AWS Big Data Blog

Building and Running a Recommendation Engine at Any Scale

by Mortar Data | on | Permalink | Comments |  Share

This is a guest post by K Young, co-founder and CEO of Mortar Data. Mortar Data is an AWS advanced technology partner.

UPDATE: MortarData has transitioned into Datadog and has wound down the public Mortar service. The tutorial below no longer works. To learn more about building a recommendation engine on AWS, see Building a Recommendation Engine with Spark ML on Amazon EMR using Zeppelin.


This post shows you how to build a powerful, scalable, customizable recommendation engine using Mortar Data and run it on AWS. You’ll fork an open-source template project, so you won’t have to build from scratch, and you’ll start seeing results fast.

A companion webinar will be held at 11AM PT on December 17, 2014. This webinar will include a live demo, plus additional background material on recommendation engine motivation, theory, and technologies, plus advice for avoiding technical and business missteps. K will also be available for Q&A. Register here.

Why Build a Custom Recommendation Engine?

Most of us have experienced the power of personalized recommendations firsthand. Maybe you found former colleagues and classmates with LinkedIn’s “People You May Know” feature. Perhaps you watched a movie because Netflix suggested it to you. And you’ve most likely bought something that Amazon recommended under “Frequently Bought Together” or “Customers Who Bought This.” Recommendation engines account for a huge share of revenue and user activity, often 30 to 50 percent, at those companies and countless others.

IndiaMart, the world’s second-largest B2B marketplace according to the Economic Times, implemented a custom recommendation engine using Mortar Data in just one week. Since that time the company has reported a 30 percent increase in click-through rate.

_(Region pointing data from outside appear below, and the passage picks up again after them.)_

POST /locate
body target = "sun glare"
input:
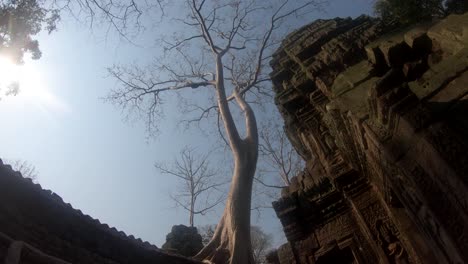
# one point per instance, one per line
(32, 88)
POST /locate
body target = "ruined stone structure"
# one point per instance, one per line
(37, 227)
(381, 117)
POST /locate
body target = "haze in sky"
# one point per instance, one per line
(82, 147)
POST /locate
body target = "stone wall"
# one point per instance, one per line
(380, 116)
(37, 227)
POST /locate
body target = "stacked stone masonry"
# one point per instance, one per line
(381, 117)
(37, 227)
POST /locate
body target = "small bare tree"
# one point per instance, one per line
(25, 168)
(198, 183)
(222, 52)
(261, 243)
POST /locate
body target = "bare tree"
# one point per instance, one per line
(222, 52)
(199, 182)
(261, 243)
(25, 168)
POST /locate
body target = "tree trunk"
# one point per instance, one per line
(231, 240)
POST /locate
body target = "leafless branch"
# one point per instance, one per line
(198, 179)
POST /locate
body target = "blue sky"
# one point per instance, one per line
(83, 148)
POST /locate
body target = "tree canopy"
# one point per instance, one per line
(20, 20)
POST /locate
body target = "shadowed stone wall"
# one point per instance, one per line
(381, 117)
(37, 227)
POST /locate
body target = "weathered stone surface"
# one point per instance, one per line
(183, 240)
(36, 226)
(381, 118)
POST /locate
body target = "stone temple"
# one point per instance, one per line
(381, 117)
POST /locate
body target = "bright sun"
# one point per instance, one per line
(24, 75)
(33, 89)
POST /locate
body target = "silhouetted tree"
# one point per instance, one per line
(199, 183)
(20, 20)
(261, 244)
(412, 11)
(25, 168)
(223, 52)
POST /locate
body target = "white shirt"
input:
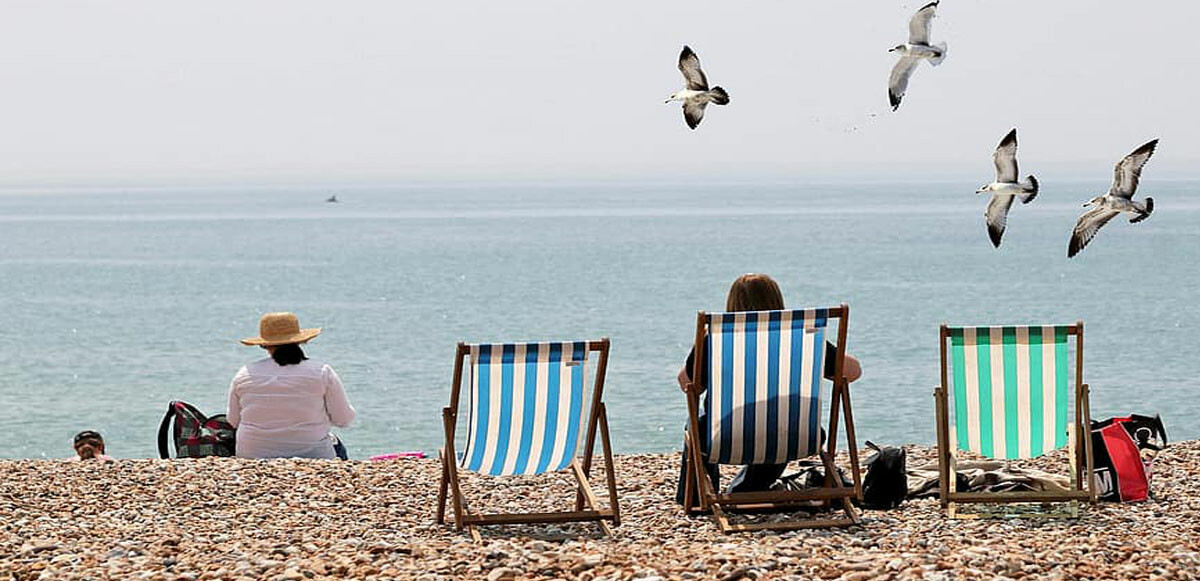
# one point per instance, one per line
(286, 411)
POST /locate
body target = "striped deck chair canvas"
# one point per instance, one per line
(1012, 400)
(762, 406)
(529, 409)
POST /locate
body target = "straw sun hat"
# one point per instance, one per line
(280, 328)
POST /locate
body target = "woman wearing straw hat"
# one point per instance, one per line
(285, 405)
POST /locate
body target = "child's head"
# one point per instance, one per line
(754, 292)
(89, 444)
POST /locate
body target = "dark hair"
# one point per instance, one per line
(288, 354)
(88, 435)
(754, 292)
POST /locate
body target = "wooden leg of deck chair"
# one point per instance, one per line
(453, 468)
(847, 507)
(589, 498)
(852, 443)
(689, 485)
(442, 489)
(703, 485)
(1087, 444)
(610, 471)
(832, 445)
(953, 483)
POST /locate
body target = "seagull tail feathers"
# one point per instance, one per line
(719, 95)
(1145, 214)
(941, 54)
(1031, 189)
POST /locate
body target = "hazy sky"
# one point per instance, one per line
(300, 91)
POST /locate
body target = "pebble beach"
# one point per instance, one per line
(229, 519)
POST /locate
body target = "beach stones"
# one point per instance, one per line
(289, 520)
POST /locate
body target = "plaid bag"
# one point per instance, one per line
(196, 435)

The open-source recommendation engine provided by Mortar Data is robust, easy to operate, and very customizable. The Mortar platform-as-a-service runs almost entirely on top of AWS primarily using Amazon Elastic MapReduce (Amazon EMR), along with Amazon Simple Storage Service (Amazon S3) and Amazon DynamoDB, making the execution and operations of such a recommendation system cost-effective and straightforward.

Below, I’ll outline how the recommendation engine works and show you how to implement one yourself.

How does Mortar Data’s Recommendation Engine Work?

The Mortar recommendation engine is a collaborative filtering system, meaning that it bases recommendations on the preferences of many users. In general, the input data can be just about anything—product purchases, favorites of social media posts, article shares, video plays—just as long as each record captures an interaction between a user and an item. You can also add links directly between items (books by the same author, for instance).

By default, the recommendation engine produces two sets of recommendations: user-item (personalized recommendations for individual users) and item-item (similar to Amazon’s “Customers Who Bought This” recommendations). Here is a diagram of what a full recommender pipeline looks like in production, with a green box around the portion of the pipeline that is powered by open code and works out of the box with Mortar running on AWS:

Getting Started

To get started, you’ll need a Mortar account. If you don’t have a Mortar login, you can sign up for a free trial here.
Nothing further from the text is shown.